A call to tree.sayHi() shows “I’m an animal”. Definitely wrong.

The reason is simple:

• In the line (*), the method tree.sayHi was copied from rabbit. Maybe we just wanted to avoid code duplication?
• Its [[HomeObject]] is rabbit, as it was created in rabbit. There’s no way to change [[HomeObject]].
• The code of tree.sayHi() has super.sayHi() inside. It goes up from rabbit and takes the method from animal.

Here’s the diagram of what happens:

Methods, not function properties

[[HomeObject]] is defined for methods both in classes and in plain objects. But for objects, methods must be specified exactly as method(), not as "method: function()".

The difference may be non-essential for us, but it’s important for JavaScript.

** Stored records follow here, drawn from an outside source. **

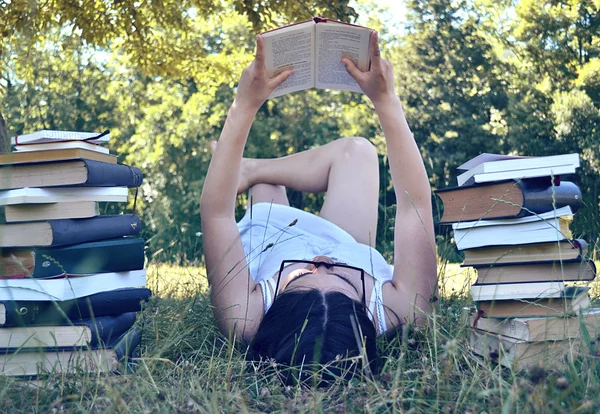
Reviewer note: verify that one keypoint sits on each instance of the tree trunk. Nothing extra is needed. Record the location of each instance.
(4, 140)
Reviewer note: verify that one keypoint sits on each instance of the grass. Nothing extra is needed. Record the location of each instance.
(187, 366)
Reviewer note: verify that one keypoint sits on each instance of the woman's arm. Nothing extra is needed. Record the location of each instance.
(415, 276)
(237, 301)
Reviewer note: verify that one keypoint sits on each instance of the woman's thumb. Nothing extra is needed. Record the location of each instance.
(351, 68)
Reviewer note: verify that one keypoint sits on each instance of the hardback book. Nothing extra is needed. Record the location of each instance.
(535, 329)
(112, 302)
(84, 333)
(511, 291)
(51, 211)
(61, 145)
(27, 157)
(70, 173)
(62, 195)
(517, 354)
(47, 135)
(68, 231)
(507, 199)
(545, 227)
(75, 361)
(314, 49)
(537, 272)
(105, 256)
(575, 299)
(520, 168)
(562, 251)
(67, 288)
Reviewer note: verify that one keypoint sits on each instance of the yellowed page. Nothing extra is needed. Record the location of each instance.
(334, 41)
(291, 46)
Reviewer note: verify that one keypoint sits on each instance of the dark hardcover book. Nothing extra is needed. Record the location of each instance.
(106, 256)
(507, 199)
(115, 302)
(69, 231)
(115, 357)
(88, 173)
(90, 333)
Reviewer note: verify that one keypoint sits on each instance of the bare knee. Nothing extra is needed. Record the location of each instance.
(360, 149)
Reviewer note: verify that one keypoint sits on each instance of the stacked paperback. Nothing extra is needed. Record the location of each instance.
(71, 279)
(511, 217)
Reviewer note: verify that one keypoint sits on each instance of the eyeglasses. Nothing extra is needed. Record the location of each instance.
(328, 266)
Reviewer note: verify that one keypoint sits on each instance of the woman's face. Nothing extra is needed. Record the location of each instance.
(338, 279)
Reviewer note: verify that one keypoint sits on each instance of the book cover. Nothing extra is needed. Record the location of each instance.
(512, 291)
(68, 287)
(63, 195)
(112, 302)
(114, 255)
(61, 145)
(563, 251)
(52, 211)
(48, 135)
(314, 49)
(535, 329)
(41, 157)
(516, 354)
(81, 333)
(546, 227)
(69, 231)
(574, 299)
(87, 173)
(507, 199)
(520, 164)
(579, 271)
(110, 359)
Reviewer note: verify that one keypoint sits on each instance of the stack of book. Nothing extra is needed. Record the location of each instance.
(511, 218)
(71, 280)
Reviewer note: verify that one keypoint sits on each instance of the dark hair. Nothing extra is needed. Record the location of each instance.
(310, 328)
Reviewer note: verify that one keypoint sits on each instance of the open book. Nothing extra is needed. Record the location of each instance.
(314, 49)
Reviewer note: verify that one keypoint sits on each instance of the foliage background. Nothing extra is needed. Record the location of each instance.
(518, 77)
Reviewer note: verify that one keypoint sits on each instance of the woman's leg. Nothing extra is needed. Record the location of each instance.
(347, 169)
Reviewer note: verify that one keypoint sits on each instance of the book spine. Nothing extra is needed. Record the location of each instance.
(25, 313)
(106, 329)
(103, 174)
(119, 255)
(541, 200)
(73, 231)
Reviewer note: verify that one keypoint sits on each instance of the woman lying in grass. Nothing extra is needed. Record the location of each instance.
(306, 289)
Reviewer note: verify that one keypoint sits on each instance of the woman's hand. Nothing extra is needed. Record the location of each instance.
(378, 82)
(255, 86)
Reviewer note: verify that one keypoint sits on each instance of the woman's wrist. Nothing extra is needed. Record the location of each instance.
(386, 103)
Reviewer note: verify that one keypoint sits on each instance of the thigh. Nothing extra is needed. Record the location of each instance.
(352, 198)
(268, 193)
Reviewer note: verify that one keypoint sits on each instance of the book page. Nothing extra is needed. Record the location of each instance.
(335, 41)
(291, 47)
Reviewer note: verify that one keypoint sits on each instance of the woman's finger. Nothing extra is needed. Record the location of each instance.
(259, 59)
(375, 51)
(279, 79)
(352, 69)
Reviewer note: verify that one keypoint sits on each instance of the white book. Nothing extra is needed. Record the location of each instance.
(519, 174)
(69, 288)
(541, 328)
(47, 135)
(559, 212)
(62, 145)
(552, 226)
(314, 49)
(510, 167)
(512, 291)
(30, 195)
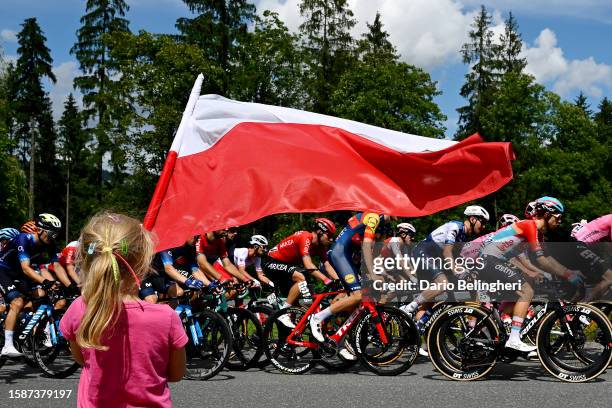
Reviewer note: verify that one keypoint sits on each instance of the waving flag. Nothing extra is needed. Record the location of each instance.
(233, 162)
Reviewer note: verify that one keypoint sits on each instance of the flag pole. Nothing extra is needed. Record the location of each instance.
(166, 174)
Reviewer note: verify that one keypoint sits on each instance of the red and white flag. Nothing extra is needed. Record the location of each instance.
(232, 163)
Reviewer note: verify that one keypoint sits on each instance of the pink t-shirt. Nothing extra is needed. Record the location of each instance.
(133, 371)
(600, 229)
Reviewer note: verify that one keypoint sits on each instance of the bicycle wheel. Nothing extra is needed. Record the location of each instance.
(463, 343)
(55, 361)
(331, 359)
(247, 335)
(398, 352)
(288, 358)
(207, 354)
(575, 346)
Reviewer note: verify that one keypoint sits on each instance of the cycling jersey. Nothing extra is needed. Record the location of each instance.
(600, 229)
(361, 225)
(68, 254)
(472, 249)
(182, 258)
(510, 241)
(211, 249)
(292, 249)
(25, 248)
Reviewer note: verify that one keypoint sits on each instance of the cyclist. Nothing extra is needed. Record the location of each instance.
(243, 257)
(7, 234)
(440, 245)
(64, 268)
(291, 258)
(365, 224)
(176, 269)
(589, 233)
(510, 241)
(18, 276)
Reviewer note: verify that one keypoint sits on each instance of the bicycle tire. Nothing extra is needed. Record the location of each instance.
(207, 359)
(403, 342)
(247, 336)
(552, 362)
(45, 357)
(443, 335)
(287, 358)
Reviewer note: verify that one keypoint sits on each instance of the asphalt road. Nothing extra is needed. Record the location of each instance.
(522, 384)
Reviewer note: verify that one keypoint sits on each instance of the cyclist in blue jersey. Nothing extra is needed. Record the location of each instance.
(366, 224)
(439, 245)
(18, 276)
(176, 268)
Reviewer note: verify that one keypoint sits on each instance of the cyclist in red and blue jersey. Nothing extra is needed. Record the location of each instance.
(18, 276)
(510, 242)
(365, 224)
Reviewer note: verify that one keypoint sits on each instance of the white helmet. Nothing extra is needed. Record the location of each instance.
(259, 240)
(476, 211)
(508, 219)
(577, 226)
(406, 227)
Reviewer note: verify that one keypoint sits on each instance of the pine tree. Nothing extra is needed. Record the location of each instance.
(375, 43)
(328, 46)
(480, 82)
(510, 48)
(100, 97)
(32, 125)
(219, 28)
(581, 102)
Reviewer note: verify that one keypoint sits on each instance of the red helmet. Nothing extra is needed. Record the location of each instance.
(326, 225)
(29, 228)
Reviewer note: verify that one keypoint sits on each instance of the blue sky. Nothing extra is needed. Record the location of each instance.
(566, 41)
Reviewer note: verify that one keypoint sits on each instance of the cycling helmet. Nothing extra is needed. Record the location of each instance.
(8, 233)
(28, 227)
(530, 210)
(577, 226)
(508, 219)
(325, 225)
(406, 227)
(48, 222)
(476, 211)
(259, 240)
(549, 205)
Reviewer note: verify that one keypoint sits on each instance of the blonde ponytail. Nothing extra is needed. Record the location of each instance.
(114, 256)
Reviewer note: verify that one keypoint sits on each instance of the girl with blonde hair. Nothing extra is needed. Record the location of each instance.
(129, 349)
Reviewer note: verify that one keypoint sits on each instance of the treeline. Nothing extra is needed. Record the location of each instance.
(135, 85)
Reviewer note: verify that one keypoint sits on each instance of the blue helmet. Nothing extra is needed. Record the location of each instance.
(8, 233)
(549, 204)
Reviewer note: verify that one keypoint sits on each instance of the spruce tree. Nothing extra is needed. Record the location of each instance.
(32, 122)
(328, 46)
(100, 98)
(480, 54)
(218, 29)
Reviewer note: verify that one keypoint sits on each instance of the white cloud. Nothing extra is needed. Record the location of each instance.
(426, 33)
(545, 61)
(598, 10)
(8, 35)
(65, 74)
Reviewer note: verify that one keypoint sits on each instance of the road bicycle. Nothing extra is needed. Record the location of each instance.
(210, 337)
(574, 341)
(386, 340)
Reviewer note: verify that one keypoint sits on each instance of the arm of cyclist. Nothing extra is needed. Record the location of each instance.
(61, 274)
(71, 270)
(206, 268)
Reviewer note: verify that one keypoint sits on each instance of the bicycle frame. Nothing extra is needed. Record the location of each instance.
(346, 326)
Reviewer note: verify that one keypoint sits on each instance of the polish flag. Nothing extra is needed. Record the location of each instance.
(233, 162)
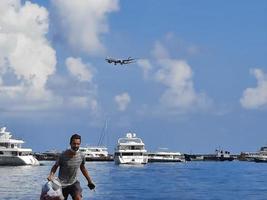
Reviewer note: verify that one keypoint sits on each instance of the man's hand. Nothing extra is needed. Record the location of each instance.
(91, 185)
(50, 177)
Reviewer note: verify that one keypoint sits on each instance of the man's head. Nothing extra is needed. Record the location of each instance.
(75, 142)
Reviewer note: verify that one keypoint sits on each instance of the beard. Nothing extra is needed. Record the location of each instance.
(74, 149)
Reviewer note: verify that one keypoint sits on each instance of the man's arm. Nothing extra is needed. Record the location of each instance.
(52, 171)
(87, 176)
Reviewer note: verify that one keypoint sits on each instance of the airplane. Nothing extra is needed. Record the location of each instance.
(129, 60)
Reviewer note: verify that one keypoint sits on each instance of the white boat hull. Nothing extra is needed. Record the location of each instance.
(18, 160)
(132, 160)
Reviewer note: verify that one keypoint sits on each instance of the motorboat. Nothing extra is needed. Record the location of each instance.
(96, 153)
(220, 155)
(259, 156)
(12, 153)
(262, 155)
(130, 150)
(163, 155)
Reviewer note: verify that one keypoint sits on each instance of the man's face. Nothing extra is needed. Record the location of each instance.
(75, 144)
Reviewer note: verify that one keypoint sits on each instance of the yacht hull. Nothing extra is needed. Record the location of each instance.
(18, 160)
(131, 160)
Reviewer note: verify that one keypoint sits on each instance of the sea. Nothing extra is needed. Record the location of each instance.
(226, 180)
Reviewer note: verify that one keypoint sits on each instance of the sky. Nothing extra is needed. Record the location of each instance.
(199, 81)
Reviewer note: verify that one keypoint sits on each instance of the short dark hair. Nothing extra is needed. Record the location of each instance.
(75, 136)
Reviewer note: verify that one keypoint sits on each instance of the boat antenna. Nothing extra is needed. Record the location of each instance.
(103, 133)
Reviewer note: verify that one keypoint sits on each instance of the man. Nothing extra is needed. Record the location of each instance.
(68, 162)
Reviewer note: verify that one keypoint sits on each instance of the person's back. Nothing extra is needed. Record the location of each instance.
(69, 162)
(69, 165)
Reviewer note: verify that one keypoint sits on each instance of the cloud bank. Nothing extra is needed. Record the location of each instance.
(82, 22)
(255, 98)
(26, 57)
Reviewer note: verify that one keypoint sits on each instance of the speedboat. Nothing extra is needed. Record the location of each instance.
(165, 156)
(130, 150)
(96, 153)
(220, 155)
(12, 153)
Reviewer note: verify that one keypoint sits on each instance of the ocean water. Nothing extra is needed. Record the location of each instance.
(184, 181)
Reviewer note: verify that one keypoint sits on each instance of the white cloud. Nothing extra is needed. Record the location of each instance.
(79, 70)
(177, 76)
(254, 98)
(159, 51)
(122, 101)
(84, 21)
(26, 54)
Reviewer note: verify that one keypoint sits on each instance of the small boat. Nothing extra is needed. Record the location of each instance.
(130, 150)
(96, 153)
(220, 155)
(163, 155)
(261, 155)
(12, 153)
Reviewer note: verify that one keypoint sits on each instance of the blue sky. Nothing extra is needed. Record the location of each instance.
(200, 80)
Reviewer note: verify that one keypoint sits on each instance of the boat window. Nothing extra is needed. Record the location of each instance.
(4, 145)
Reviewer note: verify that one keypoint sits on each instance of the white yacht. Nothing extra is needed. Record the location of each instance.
(163, 155)
(130, 150)
(11, 152)
(96, 153)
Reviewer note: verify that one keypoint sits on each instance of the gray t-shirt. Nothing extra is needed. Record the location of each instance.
(68, 167)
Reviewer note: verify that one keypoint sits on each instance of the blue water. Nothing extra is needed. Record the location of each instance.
(191, 180)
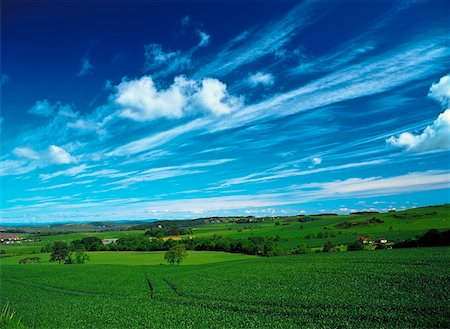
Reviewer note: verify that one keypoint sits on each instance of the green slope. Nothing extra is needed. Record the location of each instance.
(380, 289)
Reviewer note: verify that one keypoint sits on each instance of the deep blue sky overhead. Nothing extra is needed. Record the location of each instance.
(118, 110)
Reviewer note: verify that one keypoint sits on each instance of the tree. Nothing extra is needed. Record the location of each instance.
(175, 254)
(81, 257)
(60, 250)
(355, 246)
(328, 247)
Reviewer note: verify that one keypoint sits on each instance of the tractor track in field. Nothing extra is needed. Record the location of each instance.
(151, 289)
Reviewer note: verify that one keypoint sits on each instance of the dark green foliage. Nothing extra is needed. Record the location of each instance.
(47, 248)
(328, 247)
(350, 224)
(355, 246)
(175, 254)
(30, 260)
(59, 252)
(81, 257)
(159, 232)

In the example below a non-method syntax is used for comparison. [[HomeObject]] property is not set and the inheritance doesn’t work:

let animal = {
  eat: function() { // intentionally writing like this instead of eat() {...
    // ...
  }
};

let rabbit = {
  __proto__: animal,
  eat: function() {
    super.eat();
  }
};

rabbit.eat();  // Error calling super (because there's no [[HomeObject]])

Summary

1. To extend a class: class Child extends Parent:
   • That means Child.prototype.__proto__ will be Parent.prototype, so methods are inherited.
2. When overriding a constructor:
   • We must call parent constructor as super() in Child constructor before using this.
3. When overriding another method:
   • We can use super.method() in a Child method to call Parent method.
4. Internals:
   • Methods remember their class/object in the internal [[HomeObject]] property. That’s how super resolves parent methods.
   • So it’s not safe to copy a method with super from one object to another.

Also:

• Arrow functions don’t have their own this or super, so they transparently fit into the surrounding context.